Step 3: Create the function trigger

  1. Browse to and open the S3 console.
  2. Browse to and open the S3 bucket that corresponds to your S3 source connector. The bucket’s settings page appears.
  3. Click the Properties tab.
  4. In the Event notifications tile, click Create event notification.
  5. In the General configuration tile, enter a name for your event notification, such as UnstructuredWorkflowNotification.
  6. (Optional) For Prefix, enter any prefix to limit the Lambda function’s scope to only the specified prefix.

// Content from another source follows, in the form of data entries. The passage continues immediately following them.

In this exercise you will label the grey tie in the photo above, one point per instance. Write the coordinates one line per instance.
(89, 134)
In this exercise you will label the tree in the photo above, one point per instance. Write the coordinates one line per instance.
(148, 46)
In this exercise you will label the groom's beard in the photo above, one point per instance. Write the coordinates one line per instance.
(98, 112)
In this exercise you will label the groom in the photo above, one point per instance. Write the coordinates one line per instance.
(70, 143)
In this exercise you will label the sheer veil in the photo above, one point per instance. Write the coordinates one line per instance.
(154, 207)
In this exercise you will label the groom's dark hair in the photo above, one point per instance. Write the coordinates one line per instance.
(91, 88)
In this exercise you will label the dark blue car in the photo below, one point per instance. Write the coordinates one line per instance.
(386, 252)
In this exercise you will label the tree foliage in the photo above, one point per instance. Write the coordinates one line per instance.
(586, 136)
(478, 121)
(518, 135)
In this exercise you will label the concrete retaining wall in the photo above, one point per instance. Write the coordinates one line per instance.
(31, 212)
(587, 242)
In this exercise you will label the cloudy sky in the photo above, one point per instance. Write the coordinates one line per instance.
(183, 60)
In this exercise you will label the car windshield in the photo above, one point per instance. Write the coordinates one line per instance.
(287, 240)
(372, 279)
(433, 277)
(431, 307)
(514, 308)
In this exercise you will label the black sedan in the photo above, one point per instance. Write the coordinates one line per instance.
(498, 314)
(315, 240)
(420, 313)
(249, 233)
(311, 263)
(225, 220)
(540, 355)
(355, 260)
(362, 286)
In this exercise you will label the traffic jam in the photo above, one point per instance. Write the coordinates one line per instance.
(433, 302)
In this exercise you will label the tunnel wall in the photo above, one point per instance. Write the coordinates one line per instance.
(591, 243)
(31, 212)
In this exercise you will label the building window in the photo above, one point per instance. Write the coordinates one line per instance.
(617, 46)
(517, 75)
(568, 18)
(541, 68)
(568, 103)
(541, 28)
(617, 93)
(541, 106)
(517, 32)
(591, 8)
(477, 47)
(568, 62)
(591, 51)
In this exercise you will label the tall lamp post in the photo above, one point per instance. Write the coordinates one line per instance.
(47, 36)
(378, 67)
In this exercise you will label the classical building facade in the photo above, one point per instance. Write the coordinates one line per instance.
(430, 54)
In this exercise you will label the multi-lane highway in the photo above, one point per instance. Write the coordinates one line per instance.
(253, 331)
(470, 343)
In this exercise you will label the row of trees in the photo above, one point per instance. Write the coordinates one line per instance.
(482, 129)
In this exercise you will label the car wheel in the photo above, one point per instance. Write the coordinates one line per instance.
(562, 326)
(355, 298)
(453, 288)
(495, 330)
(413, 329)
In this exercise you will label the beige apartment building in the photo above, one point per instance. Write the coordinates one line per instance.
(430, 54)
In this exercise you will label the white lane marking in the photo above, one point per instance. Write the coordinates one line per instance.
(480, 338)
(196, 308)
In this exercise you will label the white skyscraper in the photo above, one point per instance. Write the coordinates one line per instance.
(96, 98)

For example, to limit the scope to only the input/ folder within the S3 bucket, enter input/.
    AWS does not recommend reading from and writing to the same S3 bucket because of the possibility of accidentally running Lambda functions in loops. However, if you must read from and write to the same S3 bucket, AWS strongly recommends specifying a Prefix value. Learn more.
  7. (Optional) For Suffix, enter any file extensions to limit the Lambda function’s scope to only the specified file extensions. For example, to limit the scope to only files with the .pdf extension, enter .pdf.
  8. In the Event types tile, check the box titled All object create events (s3:ObjectCreated:*).
  9. In the Destination tile, select Lambda function and Choose from your Lambda functions.
  10. In the Lambda function tile, select the Lambda function that you created earlier in Step 1.
  11. Click Save changes.

Step 4: Trigger the function

  1. With the S3 bucket’s settings page open from the previous step, click the Objects tab.
  2. If you specified a Prefix value earlier in Step 3, then click to open the folder that corresponds to your Prefix value.
  3. Click Upload, and then follow the on-screen instructions to upload a file to the bucket’s root. If, however, you clicked to open the folder that corresponds to your Prefix value instead, then follow the on-screen instructions to upload a file to that folder instead.

Step 5: View the trigger results

  1. In the Unstructured user interface for your account, click Jobs on the sidebar.
  2. In the list of jobs, click the newly running job for your workflow.
  3. After the job status shows Finished, go to your destination location to see the results.

Step 6 (Optional): Delete the trigger

  1. To stop the function from automatically being triggered whenever you add new files to—or update existing files within—the S3 bucket, browse to and open the S3 console.
  2. Browse to and open the bucket that corresponds to your S3 source connector. The bucket’s settings page appears.
  3. Click the Properties tab.
  4. In the Event notifications tile, check the box next to the name of the event notification that you added earlier in Step 3.
  5. Click Delete, and then click Confirm.